What does someone more knowledgable than me say? Should we rise up mightily and level the place or say to hell with it all and come on home and leave them to kill each other?
(Sorry, I am double cranky due to constant emails from my Kerry supporting soon to be EX friends.) Anyone see BURIED IN THE SAND?
That is not for the young or "sensitive". It's rough. But it shows you what we are dealing with.

Keep saying our prayers that all our troops come home safely.
Mena Mitchell

Posted by: Mena Mitchell at Nov 19, 2004 12:59:03 AM

The reason they won't speak about Margaret Hassan is because they don't want her to be a martyr. And because she is a woman. I wonder why the NOW gang and Hitlery and Co. haven't
sounded off on this?

Common decency? Really? In a patriarchal society that oppresses women the question can be asked? What is that?

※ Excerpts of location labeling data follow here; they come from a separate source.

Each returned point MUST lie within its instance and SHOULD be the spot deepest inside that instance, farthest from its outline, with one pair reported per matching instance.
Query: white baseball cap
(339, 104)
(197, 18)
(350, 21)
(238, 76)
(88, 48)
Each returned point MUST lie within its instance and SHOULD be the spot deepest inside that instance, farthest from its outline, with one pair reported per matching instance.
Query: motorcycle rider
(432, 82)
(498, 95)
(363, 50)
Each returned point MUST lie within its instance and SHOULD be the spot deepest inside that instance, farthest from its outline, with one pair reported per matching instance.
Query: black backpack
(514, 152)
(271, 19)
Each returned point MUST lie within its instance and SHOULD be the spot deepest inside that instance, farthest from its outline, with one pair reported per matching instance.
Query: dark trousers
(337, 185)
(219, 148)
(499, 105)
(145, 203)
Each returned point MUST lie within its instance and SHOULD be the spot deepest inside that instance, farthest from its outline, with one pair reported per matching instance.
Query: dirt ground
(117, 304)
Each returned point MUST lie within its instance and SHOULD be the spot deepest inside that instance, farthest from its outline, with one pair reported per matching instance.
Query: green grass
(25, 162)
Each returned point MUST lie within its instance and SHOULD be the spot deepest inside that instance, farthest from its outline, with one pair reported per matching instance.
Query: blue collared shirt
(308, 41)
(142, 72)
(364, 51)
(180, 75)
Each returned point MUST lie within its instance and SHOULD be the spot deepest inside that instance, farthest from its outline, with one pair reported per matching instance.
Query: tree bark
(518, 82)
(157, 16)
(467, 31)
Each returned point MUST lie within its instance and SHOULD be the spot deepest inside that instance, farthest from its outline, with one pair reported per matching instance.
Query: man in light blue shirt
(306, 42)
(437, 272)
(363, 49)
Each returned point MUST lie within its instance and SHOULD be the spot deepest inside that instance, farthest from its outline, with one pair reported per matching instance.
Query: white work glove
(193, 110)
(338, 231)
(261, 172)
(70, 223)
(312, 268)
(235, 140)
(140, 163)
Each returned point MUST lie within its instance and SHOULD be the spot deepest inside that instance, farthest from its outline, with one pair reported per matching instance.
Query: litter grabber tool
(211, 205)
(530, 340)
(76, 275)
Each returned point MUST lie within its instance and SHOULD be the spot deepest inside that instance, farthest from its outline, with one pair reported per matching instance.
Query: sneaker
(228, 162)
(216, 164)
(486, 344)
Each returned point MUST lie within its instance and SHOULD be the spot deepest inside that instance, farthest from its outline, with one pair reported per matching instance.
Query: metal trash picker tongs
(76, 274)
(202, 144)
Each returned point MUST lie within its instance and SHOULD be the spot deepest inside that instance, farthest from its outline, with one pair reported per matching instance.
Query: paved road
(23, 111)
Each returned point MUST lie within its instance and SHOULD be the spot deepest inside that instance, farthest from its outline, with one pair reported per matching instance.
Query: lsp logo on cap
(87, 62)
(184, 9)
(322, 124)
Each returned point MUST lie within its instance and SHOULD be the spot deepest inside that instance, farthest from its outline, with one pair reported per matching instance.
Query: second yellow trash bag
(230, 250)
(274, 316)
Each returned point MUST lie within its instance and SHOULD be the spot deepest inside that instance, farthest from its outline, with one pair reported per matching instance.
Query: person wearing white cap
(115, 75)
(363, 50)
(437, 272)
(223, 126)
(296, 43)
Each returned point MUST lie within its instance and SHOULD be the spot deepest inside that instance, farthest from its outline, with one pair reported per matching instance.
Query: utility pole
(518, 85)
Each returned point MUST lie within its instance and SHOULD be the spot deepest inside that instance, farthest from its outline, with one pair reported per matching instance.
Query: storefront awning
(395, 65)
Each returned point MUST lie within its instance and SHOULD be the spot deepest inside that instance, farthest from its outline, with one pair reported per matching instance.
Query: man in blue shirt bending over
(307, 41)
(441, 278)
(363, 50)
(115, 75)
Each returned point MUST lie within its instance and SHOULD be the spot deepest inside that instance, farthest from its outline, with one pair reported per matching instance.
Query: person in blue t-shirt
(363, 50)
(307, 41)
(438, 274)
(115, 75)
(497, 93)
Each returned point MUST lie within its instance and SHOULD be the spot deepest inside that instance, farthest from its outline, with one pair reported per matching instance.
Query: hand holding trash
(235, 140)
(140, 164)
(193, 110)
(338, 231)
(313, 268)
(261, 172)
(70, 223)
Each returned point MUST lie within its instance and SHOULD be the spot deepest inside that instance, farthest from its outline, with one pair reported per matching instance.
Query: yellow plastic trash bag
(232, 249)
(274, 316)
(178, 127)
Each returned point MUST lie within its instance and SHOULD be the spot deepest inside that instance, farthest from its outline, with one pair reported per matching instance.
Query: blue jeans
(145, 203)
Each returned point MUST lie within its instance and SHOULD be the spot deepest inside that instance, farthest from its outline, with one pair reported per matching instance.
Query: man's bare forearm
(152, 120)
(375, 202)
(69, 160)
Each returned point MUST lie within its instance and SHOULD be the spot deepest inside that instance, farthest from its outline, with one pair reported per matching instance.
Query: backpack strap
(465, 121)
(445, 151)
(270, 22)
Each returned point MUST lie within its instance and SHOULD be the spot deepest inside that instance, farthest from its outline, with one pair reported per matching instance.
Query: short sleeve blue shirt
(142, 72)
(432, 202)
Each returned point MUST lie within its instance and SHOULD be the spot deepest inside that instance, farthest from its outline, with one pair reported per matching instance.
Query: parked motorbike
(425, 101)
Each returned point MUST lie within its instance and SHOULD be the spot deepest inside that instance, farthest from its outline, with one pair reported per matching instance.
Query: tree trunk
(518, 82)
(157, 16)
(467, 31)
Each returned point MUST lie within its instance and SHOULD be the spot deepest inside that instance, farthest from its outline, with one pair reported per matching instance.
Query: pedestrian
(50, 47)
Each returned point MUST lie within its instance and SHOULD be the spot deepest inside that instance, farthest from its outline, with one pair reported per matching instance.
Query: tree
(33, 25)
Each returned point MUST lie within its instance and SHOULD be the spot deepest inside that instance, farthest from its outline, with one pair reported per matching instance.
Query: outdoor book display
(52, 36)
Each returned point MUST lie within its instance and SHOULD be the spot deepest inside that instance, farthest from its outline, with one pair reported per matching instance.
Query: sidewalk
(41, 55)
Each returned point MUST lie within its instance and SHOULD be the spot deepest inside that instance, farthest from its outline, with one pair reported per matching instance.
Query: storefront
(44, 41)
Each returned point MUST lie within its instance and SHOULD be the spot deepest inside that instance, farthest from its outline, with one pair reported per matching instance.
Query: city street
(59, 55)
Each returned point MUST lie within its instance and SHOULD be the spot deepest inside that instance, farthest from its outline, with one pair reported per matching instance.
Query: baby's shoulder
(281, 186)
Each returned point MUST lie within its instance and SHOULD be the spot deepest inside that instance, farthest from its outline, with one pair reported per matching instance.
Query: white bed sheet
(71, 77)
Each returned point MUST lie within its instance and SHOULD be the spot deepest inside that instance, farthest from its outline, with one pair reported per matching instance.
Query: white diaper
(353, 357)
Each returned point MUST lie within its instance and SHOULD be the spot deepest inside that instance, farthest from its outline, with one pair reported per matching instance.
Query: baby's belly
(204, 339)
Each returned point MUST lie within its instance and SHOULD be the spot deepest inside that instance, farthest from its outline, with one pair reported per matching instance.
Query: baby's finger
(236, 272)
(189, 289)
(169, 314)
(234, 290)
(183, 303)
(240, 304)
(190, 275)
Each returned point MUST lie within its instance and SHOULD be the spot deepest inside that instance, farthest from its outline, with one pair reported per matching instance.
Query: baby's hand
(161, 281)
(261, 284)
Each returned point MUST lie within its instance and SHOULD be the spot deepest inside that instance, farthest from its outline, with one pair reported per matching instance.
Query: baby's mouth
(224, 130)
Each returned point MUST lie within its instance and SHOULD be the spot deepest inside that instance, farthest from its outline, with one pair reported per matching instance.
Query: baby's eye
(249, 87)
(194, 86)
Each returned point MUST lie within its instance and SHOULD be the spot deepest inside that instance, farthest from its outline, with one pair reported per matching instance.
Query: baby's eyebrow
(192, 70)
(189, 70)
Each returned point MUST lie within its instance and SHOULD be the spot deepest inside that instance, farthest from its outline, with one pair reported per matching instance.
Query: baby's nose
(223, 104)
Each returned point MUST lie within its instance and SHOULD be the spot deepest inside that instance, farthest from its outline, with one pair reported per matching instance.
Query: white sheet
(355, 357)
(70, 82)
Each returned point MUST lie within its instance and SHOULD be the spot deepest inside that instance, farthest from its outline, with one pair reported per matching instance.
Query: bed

I am also being cranky because you are raising questions I had and didn't have the guts to put up here.

You go girl.

Posted by: Cricket at Nov 19, 2004 1:16:34 AM

I agree with you about 'logically' the result of the election would be a "lesser" chance of something bad, but it's not MY son, and I'm NOT a mom. I don't mean to impugn that, either.
Some day (all too soon) my sons will be of age. I hope this will all be over by then, but you never know. I hope I have the courage to give THEM the confidence to do the 'right' thing, no matter what.
And thanks to Sgt. Graurke, Kris, and a lot of others, maybe this will all be over someday. And no matter what, it all won't be "for nothing".

Posted by: Don Brouhaha at Nov 19, 2004 9:11:15 AM

Hey there Cricket
Thanks for the kind words.
I have no pity left for those people.
Us women are usually the ones who bind up the wounds (I'm a nurse) but I think we are formidable when faced with a threat.
The thing is poor Margaret Hassan was just binding up the wounds and would never have thought of putting an RPG down their throats.
And I'll just bet that Cassandra is something ELSE when they finally tick her completely OFF.
Hereafter don't be afraid to speak up. The JERKS aren't afraid....we need more people like you to "educate" the ignorant masses.